Daily Market Pulse


US Durable Goods Orders, German Consumer Morale Weakens
5 minute readUSD
Markets have had plenty to chew on from a US data perspective over the last 24 hours, including housing data and durable goods orders.
Yesterday, US new single-family home sales dropped by 8.7% to an annualized rate of 675K in August, missing expectations and reflecting rising mortgage rates. Meanwhile, the S&P CoreLogic Case-Shiller home price index showed a 0.1% year-on-year increase in July, the first rise in five months, driven by limited housing supply.
EUR
The Euro’s struggles have continued this week after falling to a fresh six-month low in the European session, putting EUR/USD on track for its worst quarter of the year so far.
In Germany, the GfK Consumer Climate Indicator for October declined to -26.5, its lowest level since April, primarily due to increased saving propensity, weak income expectations, and hesitant buying intentions. Meanwhile, in France, consumer confidence dropped to 83 in September, the lowest since May.
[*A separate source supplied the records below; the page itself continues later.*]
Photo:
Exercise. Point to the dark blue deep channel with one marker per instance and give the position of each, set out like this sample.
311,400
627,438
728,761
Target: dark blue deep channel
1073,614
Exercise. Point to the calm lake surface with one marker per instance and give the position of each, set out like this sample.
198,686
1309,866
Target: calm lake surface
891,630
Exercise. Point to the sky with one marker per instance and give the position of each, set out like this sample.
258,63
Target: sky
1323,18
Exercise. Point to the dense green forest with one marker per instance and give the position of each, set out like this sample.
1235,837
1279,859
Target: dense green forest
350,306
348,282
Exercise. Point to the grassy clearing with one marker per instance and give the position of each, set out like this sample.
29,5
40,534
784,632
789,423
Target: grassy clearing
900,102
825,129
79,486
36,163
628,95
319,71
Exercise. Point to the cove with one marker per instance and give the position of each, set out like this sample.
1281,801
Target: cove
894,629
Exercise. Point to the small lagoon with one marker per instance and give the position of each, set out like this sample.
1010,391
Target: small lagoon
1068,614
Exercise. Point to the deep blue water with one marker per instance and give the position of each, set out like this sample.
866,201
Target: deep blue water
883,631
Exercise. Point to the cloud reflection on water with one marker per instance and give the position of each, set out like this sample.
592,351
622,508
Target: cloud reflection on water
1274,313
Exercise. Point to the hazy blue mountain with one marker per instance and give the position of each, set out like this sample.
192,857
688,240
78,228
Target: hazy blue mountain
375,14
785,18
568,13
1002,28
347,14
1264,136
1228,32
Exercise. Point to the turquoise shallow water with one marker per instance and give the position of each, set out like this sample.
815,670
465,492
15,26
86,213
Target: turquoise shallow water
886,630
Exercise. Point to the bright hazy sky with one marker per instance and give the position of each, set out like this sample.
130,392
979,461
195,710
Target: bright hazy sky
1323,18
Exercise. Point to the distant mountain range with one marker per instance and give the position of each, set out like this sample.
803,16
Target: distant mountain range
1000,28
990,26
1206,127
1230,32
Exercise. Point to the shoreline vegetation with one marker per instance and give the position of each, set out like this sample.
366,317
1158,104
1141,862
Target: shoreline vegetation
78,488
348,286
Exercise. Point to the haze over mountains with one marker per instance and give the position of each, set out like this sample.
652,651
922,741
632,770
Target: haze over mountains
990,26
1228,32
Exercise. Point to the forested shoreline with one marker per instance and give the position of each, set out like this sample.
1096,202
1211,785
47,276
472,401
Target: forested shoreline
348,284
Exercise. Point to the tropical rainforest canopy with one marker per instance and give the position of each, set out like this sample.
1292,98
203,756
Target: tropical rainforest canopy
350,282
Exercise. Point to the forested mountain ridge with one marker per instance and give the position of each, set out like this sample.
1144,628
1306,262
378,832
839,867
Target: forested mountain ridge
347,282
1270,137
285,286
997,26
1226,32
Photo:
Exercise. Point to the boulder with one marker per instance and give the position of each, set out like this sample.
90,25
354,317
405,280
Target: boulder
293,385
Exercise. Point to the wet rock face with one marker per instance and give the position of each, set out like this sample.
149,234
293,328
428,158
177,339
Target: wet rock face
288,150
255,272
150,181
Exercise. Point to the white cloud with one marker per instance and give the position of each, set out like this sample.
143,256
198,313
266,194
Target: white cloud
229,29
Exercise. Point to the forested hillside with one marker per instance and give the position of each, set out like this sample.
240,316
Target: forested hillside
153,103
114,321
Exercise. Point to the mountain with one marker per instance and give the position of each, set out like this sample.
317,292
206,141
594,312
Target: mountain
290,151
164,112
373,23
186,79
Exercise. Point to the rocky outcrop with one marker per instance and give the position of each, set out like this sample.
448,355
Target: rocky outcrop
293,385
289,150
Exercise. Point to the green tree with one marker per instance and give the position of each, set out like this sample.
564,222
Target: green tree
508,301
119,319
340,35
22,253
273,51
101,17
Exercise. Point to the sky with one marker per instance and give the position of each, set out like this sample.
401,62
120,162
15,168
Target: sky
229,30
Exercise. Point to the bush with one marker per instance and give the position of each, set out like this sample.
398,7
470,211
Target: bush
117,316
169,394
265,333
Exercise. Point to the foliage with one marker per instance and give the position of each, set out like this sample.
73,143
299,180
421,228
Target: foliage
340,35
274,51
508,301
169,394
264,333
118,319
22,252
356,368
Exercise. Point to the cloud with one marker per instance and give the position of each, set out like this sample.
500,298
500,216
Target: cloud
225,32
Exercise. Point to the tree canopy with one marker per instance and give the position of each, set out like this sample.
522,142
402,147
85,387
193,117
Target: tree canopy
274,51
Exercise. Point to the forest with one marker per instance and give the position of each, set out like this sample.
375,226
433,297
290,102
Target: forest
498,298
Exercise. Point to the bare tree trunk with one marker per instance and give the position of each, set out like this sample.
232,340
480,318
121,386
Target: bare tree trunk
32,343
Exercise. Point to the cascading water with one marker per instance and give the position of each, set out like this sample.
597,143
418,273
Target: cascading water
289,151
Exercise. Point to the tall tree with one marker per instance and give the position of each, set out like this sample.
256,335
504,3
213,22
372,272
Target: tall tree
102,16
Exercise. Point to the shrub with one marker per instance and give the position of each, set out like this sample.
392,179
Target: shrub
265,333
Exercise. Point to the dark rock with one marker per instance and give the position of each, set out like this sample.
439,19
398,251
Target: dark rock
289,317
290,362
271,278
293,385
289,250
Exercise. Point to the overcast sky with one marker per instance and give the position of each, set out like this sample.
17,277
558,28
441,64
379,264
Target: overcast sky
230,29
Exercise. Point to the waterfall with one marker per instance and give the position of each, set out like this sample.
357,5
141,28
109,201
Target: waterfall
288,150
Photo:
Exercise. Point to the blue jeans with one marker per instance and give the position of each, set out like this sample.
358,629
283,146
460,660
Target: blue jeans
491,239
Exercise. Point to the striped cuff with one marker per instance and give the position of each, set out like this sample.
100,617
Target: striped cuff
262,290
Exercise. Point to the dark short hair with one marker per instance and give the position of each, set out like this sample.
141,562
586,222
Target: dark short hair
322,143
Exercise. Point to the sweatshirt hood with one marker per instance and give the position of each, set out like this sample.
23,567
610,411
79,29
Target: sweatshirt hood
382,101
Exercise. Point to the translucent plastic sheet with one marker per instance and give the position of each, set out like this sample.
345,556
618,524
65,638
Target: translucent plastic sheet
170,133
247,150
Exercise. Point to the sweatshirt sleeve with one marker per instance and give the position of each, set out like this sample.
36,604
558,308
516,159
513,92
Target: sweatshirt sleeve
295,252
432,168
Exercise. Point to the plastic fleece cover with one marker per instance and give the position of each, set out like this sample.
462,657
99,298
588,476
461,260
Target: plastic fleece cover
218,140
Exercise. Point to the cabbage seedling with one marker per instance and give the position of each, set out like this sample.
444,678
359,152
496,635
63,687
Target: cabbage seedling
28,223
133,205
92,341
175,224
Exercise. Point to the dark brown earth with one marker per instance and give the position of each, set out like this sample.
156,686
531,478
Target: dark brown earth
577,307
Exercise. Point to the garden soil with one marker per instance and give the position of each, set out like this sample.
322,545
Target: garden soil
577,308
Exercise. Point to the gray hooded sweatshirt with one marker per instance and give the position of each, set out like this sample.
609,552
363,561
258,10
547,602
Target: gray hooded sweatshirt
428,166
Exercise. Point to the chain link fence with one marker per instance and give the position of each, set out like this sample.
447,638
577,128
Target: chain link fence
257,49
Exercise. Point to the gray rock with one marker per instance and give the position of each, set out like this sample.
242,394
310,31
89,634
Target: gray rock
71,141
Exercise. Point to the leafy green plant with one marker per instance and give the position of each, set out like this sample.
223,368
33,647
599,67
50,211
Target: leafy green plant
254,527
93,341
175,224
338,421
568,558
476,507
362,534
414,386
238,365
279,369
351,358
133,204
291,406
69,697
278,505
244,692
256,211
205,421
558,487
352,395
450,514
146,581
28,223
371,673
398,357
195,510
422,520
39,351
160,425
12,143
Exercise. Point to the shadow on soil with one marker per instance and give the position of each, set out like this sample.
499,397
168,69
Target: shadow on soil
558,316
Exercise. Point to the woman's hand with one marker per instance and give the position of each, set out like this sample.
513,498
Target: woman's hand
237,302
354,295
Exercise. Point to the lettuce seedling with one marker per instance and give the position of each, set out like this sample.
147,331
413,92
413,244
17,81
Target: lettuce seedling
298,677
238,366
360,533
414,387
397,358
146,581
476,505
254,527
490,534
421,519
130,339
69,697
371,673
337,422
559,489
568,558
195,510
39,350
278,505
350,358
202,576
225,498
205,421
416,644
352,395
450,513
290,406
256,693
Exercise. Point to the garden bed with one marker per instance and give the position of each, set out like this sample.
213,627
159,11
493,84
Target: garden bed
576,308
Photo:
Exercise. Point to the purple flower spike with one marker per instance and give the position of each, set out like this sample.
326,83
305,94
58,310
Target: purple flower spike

Additionally, Bank lending to both households and companies in the Eurozone slowed significantly in August 2023, with year-on-year growth rates of 1% and 0.6%, resulting in the weakest overall private sector credit growth since September 2015.
GBP
The British Pound hit a new six-month low versus the Greenback this morning due to expectations that the BOE won't raise interest rates further as the economy weakens, putting GBP/USD on pace for its largest monthly drop since August 2022. Markets are no longer pricing in further BOE rate hikes this year and anticipate rate cuts next summer.
Looking ahead to this evening, UK car production figures for August are slated for release at 7:01 PM EST. In July, UK car production increased by 31.6% compared to the previous year, marking the sixth straight month of growth after overcoming challenges like chip shortages.
JPY
The Japanese Yen hit a fresh 11-month low in the overnight session mainly due to rising US bond yields, keeping traders on high alert for signs of intervention from Japanese officials.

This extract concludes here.